La recherche a été menée au sein du laboratoire d’imagerie multispectrale (MILAB) du centre d’ingénierie Driftmier de l’UGA, par Thirimachos Bourlai, professeur agrégé au College of Engineering et directeur-fondateur du laboratoire. « ;Il existe de nombreuses façons uniques de reconnaître les personnes en utilisant d’autres modalités traditionnelles, comme le visage, les empreintes digitales et l’iris. La reconnaissance de l’oreille n’est qu’une autre modalité passionnante dont nous devons commencer à parler davantage en raison de ses avantages, malgré les défis compréhensibles de l’autocapture d’une image de l’oreille ;», affirme Bourlai dans une publication marketing de l’université.

L’idée du concept viendrait du fait que, tout comme les empreintes digitales, les oreilles constituent une caractéristique unique de chaque individu. Cette particularité est vérifiée même chez les vrais jumeaux car malgré leurs similitudes physiques évidentes, ces derniers présentent des différences au niveau des oreilles, affirment les chercheurs du MILAB. Par ailleurs, contrairement au visage qui peut changer au cours des années, le vieillissement des oreilles est moins perceptible, à l’exception du phénomène d’affaissement du lobe de l’oreille lorsque l’individu prend de l’âge.

Les chercheurs de l’UGA affirment également que la biométrie de l’oreille présente de nombreux avantages en comparaison des technologies d’authentification classiques. En effet, selon eux, la reconnaissance de l’oreille est une approche passive, non intrusive et sans contact.

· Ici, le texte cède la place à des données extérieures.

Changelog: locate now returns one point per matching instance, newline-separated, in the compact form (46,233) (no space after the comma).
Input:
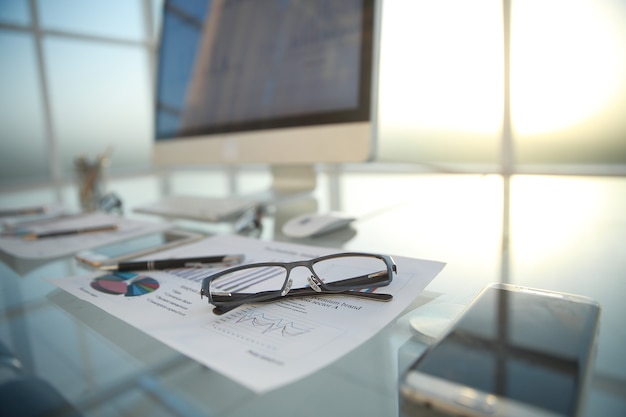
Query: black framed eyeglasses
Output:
(337,274)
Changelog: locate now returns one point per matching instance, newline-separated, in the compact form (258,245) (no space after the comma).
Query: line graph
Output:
(272,329)
(265,324)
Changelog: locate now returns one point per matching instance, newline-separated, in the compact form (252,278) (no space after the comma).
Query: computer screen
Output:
(283,82)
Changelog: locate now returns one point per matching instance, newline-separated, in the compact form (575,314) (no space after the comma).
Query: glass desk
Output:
(558,233)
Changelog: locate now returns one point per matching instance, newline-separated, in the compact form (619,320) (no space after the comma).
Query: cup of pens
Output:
(90,179)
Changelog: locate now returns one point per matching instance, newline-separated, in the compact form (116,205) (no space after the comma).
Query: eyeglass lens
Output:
(345,271)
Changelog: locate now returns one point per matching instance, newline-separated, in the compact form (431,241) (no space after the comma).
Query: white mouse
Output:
(315,224)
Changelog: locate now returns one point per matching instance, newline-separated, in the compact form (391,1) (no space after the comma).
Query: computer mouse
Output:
(315,224)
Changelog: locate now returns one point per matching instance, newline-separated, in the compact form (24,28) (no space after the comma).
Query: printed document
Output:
(261,346)
(52,247)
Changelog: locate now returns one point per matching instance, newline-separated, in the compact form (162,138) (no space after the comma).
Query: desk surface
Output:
(558,233)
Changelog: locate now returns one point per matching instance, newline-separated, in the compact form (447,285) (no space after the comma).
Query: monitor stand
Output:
(290,179)
(290,184)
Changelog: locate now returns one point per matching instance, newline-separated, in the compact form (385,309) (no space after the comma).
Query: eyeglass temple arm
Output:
(363,280)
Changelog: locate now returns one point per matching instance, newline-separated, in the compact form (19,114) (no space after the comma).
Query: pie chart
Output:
(127,284)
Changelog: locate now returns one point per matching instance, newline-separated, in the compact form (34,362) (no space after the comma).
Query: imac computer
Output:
(288,83)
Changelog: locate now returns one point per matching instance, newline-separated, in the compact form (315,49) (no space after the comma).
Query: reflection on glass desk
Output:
(558,233)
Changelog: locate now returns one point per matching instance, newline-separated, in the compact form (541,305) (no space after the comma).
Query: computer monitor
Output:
(290,83)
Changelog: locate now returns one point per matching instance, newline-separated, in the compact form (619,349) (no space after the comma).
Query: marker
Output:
(161,264)
(68,232)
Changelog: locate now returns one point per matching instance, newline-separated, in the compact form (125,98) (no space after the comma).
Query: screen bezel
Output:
(425,389)
(328,137)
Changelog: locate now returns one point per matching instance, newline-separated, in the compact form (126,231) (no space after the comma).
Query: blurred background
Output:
(77,78)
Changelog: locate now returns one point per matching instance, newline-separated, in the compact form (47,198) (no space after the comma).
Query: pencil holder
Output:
(90,182)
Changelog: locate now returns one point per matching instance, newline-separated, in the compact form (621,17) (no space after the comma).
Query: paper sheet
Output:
(262,346)
(67,245)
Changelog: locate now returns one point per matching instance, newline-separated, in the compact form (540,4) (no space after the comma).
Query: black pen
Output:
(154,265)
(23,211)
(68,232)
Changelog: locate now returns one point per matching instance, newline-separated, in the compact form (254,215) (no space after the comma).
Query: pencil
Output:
(68,232)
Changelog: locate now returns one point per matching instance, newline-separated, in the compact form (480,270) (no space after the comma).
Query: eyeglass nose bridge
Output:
(314,281)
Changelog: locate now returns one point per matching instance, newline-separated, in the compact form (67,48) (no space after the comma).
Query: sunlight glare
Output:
(565,62)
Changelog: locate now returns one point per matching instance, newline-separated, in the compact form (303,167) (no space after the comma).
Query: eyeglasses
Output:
(337,274)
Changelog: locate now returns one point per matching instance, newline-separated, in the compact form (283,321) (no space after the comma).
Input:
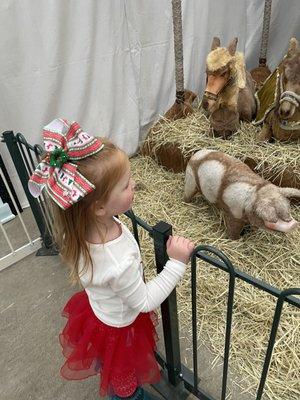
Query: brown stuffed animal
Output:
(244,196)
(279,99)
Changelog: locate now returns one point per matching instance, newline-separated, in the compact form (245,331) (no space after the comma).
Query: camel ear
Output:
(290,192)
(232,46)
(215,43)
(293,47)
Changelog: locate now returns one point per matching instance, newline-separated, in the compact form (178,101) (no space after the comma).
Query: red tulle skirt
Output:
(123,357)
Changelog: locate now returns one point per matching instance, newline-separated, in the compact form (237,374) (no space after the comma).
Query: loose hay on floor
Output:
(273,160)
(270,256)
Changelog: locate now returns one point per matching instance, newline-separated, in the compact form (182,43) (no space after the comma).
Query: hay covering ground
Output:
(192,133)
(270,256)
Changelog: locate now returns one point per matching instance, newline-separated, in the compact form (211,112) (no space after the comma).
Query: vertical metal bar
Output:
(131,215)
(19,164)
(29,170)
(194,320)
(228,328)
(271,343)
(7,238)
(161,232)
(230,269)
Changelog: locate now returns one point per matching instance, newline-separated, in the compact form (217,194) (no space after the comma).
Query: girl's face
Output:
(121,197)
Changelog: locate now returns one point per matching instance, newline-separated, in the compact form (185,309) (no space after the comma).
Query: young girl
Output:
(111,324)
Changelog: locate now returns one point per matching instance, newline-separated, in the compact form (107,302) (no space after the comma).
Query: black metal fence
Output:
(177,375)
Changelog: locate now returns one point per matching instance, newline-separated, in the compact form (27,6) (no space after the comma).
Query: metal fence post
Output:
(12,146)
(161,232)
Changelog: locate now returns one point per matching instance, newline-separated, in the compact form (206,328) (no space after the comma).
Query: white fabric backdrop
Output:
(109,64)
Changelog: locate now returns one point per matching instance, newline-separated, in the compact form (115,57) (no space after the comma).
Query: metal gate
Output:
(178,379)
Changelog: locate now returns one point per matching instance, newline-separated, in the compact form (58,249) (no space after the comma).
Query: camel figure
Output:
(245,197)
(279,99)
(229,93)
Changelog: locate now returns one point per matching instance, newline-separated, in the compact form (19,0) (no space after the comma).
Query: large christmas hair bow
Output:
(64,143)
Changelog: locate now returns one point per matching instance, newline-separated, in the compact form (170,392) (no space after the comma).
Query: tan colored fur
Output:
(238,96)
(244,196)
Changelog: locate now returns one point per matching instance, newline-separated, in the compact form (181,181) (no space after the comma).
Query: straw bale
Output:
(172,143)
(270,256)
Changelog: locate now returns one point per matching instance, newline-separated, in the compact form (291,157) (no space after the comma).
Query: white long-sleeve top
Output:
(117,292)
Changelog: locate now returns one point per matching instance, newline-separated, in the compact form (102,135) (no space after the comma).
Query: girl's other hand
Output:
(180,248)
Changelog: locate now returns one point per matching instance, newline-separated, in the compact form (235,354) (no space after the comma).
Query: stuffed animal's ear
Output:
(232,46)
(293,47)
(290,192)
(266,212)
(215,43)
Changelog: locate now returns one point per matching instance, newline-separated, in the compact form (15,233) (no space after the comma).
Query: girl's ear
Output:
(99,209)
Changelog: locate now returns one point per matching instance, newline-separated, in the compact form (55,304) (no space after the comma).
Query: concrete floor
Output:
(32,293)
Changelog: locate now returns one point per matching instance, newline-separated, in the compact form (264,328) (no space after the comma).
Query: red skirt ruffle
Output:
(123,357)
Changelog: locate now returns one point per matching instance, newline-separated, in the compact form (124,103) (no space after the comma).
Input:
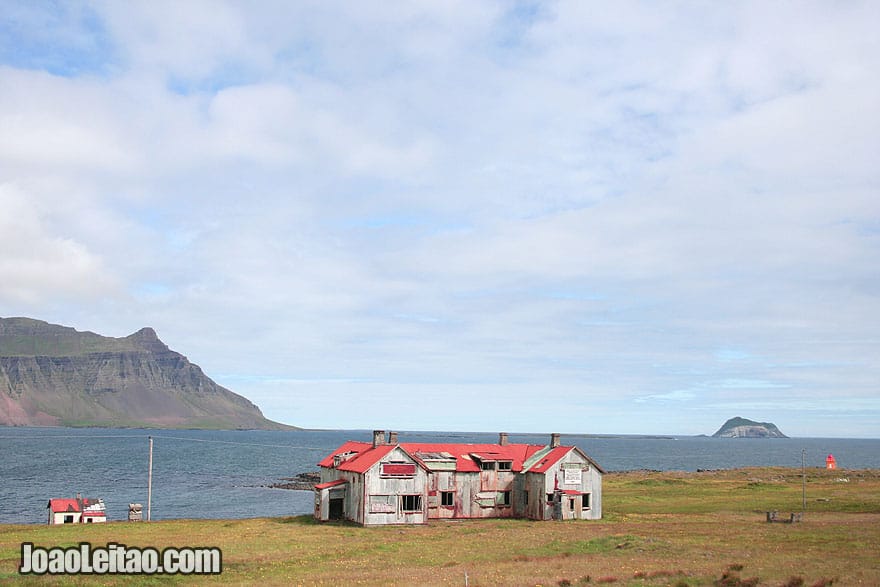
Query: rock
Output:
(53,375)
(743,428)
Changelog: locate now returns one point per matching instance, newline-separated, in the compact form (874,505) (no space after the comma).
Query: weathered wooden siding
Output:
(382,497)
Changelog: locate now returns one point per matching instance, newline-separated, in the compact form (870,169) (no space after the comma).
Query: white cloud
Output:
(459,199)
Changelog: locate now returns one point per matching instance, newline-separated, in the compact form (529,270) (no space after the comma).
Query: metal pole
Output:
(150,482)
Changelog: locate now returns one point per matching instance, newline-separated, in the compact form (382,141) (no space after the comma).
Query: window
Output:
(411,503)
(383,504)
(398,469)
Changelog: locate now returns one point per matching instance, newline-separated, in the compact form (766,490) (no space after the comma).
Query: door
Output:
(337,508)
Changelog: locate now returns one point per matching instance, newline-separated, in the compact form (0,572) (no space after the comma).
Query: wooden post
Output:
(804,480)
(150,482)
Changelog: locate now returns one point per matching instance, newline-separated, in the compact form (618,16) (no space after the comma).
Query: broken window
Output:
(398,469)
(410,503)
(383,504)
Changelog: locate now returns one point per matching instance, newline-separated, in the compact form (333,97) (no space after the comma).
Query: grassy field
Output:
(669,528)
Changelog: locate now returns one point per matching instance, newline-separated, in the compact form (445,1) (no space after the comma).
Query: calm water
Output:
(224,474)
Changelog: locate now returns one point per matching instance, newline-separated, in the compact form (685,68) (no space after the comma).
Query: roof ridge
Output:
(532,460)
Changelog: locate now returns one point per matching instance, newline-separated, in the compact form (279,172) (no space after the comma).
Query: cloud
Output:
(632,211)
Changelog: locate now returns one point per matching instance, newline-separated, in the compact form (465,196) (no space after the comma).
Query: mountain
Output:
(53,375)
(743,428)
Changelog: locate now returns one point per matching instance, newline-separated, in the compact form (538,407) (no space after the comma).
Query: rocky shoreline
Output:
(300,482)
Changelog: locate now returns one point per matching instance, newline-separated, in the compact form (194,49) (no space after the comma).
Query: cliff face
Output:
(55,376)
(743,428)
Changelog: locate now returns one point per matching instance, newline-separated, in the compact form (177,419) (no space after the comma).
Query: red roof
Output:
(550,459)
(63,504)
(365,456)
(466,456)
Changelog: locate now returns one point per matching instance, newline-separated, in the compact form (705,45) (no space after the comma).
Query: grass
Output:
(670,528)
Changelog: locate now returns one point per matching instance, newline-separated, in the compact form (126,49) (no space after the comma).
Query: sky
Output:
(582,217)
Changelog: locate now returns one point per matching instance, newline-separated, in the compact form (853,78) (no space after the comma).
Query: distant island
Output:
(744,428)
(53,375)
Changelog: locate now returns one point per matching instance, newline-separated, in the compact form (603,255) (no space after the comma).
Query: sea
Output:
(229,474)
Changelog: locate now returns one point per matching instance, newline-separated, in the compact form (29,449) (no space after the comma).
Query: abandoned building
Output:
(391,482)
(78,510)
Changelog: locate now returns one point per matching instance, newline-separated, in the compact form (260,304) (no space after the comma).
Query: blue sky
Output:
(521,216)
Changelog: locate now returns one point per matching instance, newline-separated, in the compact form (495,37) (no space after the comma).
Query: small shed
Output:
(77,510)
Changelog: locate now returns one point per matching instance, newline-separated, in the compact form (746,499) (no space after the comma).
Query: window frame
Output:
(414,507)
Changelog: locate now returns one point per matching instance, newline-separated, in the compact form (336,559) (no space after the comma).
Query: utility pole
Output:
(804,480)
(150,481)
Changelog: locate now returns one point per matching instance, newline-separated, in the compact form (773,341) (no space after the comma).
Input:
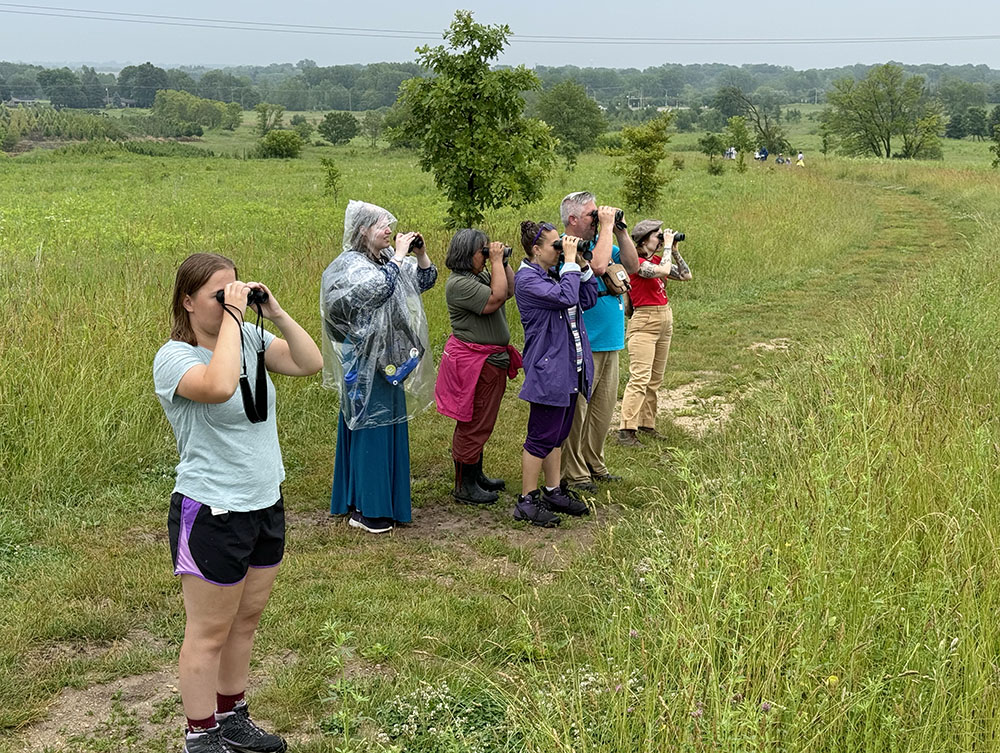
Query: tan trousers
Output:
(648,340)
(583,450)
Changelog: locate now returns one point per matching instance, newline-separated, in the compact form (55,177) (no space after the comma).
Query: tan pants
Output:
(648,340)
(583,450)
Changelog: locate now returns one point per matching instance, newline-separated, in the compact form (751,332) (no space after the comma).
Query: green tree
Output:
(714,145)
(141,82)
(886,105)
(738,135)
(575,119)
(372,124)
(339,127)
(644,147)
(62,87)
(763,111)
(269,117)
(469,122)
(280,145)
(331,176)
(976,123)
(94,91)
(957,96)
(956,127)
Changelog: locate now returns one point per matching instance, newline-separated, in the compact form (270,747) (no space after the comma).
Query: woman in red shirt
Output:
(649,329)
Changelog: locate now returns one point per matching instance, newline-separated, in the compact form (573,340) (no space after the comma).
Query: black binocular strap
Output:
(255,406)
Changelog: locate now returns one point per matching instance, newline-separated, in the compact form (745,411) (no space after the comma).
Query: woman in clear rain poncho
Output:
(376,354)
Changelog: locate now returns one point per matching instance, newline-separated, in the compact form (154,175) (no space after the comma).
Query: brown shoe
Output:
(627,438)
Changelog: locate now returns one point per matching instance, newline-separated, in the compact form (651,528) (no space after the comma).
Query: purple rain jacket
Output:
(550,375)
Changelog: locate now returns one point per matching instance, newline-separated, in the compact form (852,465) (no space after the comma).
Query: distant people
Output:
(227,517)
(649,329)
(477,358)
(558,365)
(583,461)
(374,355)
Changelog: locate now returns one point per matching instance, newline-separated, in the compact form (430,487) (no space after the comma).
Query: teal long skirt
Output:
(371,471)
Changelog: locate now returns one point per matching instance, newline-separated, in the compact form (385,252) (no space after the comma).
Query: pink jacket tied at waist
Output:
(461,365)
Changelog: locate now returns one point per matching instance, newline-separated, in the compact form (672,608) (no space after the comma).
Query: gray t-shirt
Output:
(226,461)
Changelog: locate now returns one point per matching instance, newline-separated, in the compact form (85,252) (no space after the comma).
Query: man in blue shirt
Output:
(583,451)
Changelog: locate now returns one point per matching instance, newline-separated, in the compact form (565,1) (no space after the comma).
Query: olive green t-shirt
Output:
(466,295)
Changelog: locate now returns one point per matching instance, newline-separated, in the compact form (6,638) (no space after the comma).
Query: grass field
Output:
(817,575)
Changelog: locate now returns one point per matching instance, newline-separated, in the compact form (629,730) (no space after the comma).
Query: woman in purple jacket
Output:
(558,364)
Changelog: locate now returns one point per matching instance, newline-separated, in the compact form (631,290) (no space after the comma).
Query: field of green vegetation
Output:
(817,572)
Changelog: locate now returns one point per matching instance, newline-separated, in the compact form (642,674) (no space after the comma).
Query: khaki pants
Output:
(648,340)
(583,450)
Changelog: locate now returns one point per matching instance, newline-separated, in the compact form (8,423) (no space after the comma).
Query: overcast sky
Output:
(55,38)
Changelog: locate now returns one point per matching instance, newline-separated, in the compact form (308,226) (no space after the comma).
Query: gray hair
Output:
(574,201)
(358,219)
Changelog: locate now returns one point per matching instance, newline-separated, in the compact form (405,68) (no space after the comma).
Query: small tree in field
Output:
(269,117)
(738,136)
(331,176)
(338,127)
(468,121)
(280,145)
(714,146)
(371,126)
(575,118)
(644,147)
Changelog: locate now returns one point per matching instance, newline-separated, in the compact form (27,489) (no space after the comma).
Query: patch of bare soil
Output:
(78,714)
(696,415)
(770,346)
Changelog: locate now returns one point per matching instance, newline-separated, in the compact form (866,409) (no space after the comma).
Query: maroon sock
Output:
(226,703)
(200,725)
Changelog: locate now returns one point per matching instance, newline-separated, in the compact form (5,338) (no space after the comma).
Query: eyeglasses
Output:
(542,228)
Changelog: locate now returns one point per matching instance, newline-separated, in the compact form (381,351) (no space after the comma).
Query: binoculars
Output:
(256,297)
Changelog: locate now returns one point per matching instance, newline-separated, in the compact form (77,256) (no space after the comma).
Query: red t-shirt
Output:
(648,291)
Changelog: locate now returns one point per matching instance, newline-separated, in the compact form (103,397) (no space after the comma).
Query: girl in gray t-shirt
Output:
(226,521)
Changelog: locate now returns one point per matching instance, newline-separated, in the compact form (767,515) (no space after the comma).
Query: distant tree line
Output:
(624,93)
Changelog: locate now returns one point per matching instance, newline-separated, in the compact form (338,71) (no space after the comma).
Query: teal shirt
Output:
(225,461)
(606,320)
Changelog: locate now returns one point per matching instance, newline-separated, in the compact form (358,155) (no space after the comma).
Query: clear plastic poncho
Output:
(376,350)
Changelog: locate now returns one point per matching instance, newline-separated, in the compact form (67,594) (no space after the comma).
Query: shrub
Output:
(280,145)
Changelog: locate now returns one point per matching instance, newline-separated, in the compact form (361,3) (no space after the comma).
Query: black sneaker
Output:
(372,525)
(243,736)
(605,478)
(529,507)
(651,432)
(207,741)
(565,500)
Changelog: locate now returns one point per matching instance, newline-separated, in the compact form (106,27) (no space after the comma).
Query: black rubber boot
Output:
(467,490)
(487,483)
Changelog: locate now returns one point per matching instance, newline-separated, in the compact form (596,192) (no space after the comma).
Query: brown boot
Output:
(627,438)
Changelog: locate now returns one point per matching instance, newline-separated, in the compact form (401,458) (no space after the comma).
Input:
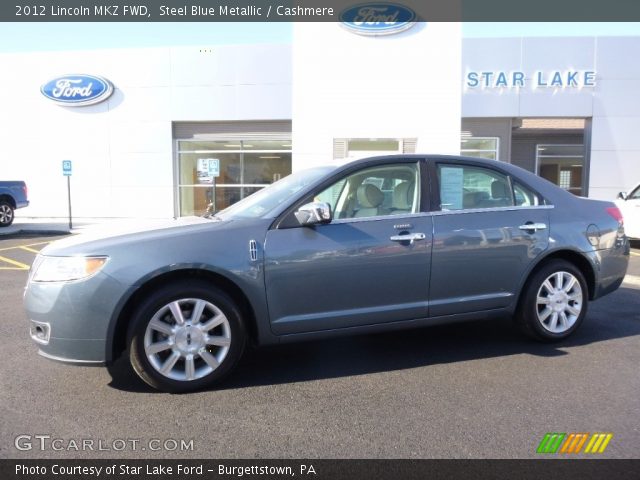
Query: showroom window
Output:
(562,165)
(222,172)
(356,148)
(484,147)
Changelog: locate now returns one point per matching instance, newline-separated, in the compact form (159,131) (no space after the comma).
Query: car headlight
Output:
(66,269)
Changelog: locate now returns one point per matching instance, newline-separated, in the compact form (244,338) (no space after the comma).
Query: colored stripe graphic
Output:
(554,442)
(598,443)
(551,442)
(574,442)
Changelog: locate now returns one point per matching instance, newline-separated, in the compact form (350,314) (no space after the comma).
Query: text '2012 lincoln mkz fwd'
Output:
(377,244)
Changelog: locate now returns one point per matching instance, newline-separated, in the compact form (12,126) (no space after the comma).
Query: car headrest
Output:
(369,196)
(403,196)
(499,189)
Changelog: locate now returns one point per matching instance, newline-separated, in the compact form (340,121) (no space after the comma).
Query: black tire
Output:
(187,340)
(6,213)
(536,318)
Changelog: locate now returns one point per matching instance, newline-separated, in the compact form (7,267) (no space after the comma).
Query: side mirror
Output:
(314,213)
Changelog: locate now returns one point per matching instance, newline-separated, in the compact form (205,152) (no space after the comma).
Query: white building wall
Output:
(613,103)
(122,149)
(397,86)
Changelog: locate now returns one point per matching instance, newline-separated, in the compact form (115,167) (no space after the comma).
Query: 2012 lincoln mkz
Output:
(378,244)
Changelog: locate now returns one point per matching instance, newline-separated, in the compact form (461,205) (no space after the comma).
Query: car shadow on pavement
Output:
(366,354)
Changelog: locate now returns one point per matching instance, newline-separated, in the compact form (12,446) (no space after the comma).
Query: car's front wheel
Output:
(6,214)
(186,337)
(554,302)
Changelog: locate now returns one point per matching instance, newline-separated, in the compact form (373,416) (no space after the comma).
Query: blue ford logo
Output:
(378,18)
(77,90)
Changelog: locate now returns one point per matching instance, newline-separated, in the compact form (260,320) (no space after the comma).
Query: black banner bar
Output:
(312,10)
(544,469)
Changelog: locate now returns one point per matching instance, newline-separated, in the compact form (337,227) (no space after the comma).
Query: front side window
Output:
(373,192)
(468,187)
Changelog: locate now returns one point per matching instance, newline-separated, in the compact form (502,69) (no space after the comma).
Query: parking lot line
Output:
(21,266)
(24,247)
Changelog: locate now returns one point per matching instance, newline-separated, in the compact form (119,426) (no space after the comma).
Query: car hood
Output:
(94,238)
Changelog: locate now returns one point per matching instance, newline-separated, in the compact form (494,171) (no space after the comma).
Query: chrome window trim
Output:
(377,218)
(492,209)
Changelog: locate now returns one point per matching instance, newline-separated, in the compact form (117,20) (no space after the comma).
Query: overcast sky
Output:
(16,37)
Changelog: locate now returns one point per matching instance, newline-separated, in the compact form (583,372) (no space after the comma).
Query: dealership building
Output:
(175,129)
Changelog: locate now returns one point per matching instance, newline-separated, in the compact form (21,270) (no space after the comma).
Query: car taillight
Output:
(616,213)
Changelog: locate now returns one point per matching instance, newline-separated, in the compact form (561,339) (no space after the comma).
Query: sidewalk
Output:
(60,226)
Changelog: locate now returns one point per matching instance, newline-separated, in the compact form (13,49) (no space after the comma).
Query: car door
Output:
(488,231)
(369,265)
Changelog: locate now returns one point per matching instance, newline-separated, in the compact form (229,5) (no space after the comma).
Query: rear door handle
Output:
(527,227)
(410,237)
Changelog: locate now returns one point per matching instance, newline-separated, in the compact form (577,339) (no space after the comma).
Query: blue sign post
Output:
(67,168)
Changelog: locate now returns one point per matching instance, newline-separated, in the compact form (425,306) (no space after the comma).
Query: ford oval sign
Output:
(77,90)
(378,18)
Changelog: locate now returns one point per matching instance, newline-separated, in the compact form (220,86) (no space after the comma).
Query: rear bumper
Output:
(612,263)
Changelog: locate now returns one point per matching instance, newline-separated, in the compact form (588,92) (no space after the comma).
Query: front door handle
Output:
(410,237)
(528,227)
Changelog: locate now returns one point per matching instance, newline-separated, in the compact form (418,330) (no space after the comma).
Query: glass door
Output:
(216,174)
(562,165)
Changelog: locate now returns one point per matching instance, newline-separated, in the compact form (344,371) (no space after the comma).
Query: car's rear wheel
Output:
(554,302)
(186,337)
(6,213)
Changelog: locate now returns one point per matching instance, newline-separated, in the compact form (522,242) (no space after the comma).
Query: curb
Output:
(29,231)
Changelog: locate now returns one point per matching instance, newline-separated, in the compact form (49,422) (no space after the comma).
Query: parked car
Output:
(379,244)
(629,205)
(13,194)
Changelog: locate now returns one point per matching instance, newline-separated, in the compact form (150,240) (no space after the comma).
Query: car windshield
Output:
(264,201)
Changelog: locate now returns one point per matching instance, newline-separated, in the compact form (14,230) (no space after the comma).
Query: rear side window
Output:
(465,187)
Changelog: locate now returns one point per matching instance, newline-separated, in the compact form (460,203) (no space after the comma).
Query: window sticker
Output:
(451,188)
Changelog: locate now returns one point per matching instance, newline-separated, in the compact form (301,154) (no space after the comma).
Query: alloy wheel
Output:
(187,339)
(559,302)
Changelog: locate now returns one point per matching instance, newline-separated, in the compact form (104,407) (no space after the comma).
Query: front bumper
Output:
(70,321)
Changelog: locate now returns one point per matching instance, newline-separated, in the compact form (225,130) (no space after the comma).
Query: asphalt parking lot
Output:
(473,390)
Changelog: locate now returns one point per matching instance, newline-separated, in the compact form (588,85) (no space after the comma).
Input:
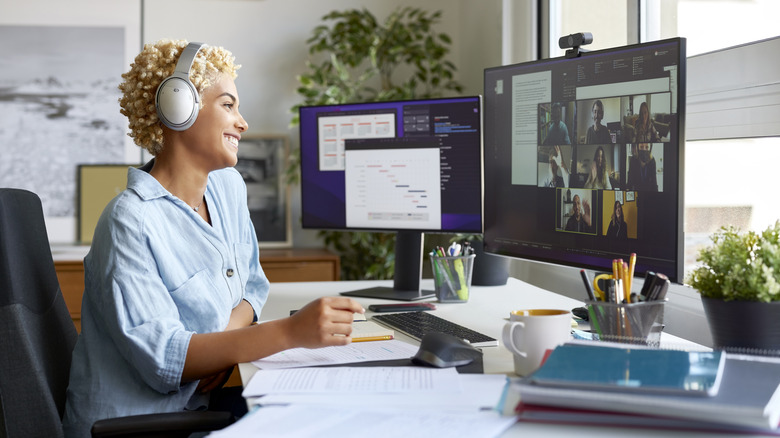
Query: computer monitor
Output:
(572,175)
(409,167)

Elle ne nécessite donc aucune action de la part de l’utilisateur comme c’est le cas habituellement de la vérification faciale où les expressions du visage représentent un facteur à prendre explicitement en compte.


La technologie de reconnaissance de l’oreille fonctionne à peu près de la même manière que la reconnaissance du visage ou des empreintes digitales, utilisée sur les smartphones ; elle ne nécessite donc pas de réinventer la roue, affirme le directeur du MILAB. Plus concrètement, lors de la configuration de l’appareil, « ;le téléphone capture plusieurs échantillons de l’identité d’une personne, et les images sont temporairement enregistrées dans votre appareil [...] tout comme vous devez utiliser une empreinte digitale vivante pour déverrouiller votre téléphone et la comparer à votre empreinte enregistrée, vous devrez utiliser l’oreille vivante pour le déverrouiller ;», a-t-il déclaré.

Le logiciel de reconnaissance de l’oreille conçu par l’équipe de Bourlai a été testé et validé sur deux ensembles de données comportant un large éventail de poses d’oreilles. Pour le premier ensemble de données, les chercheurs de l’UGA ont réussi à améliorer la performance de leur outil de 58,72 % à 97,25 % par rapport à un logiciel de reconnaissance antérieur. Sur le second ensemble de données, ces performances sont passées de 45,8 % à 75,11 % par rapport à l’approche de référence.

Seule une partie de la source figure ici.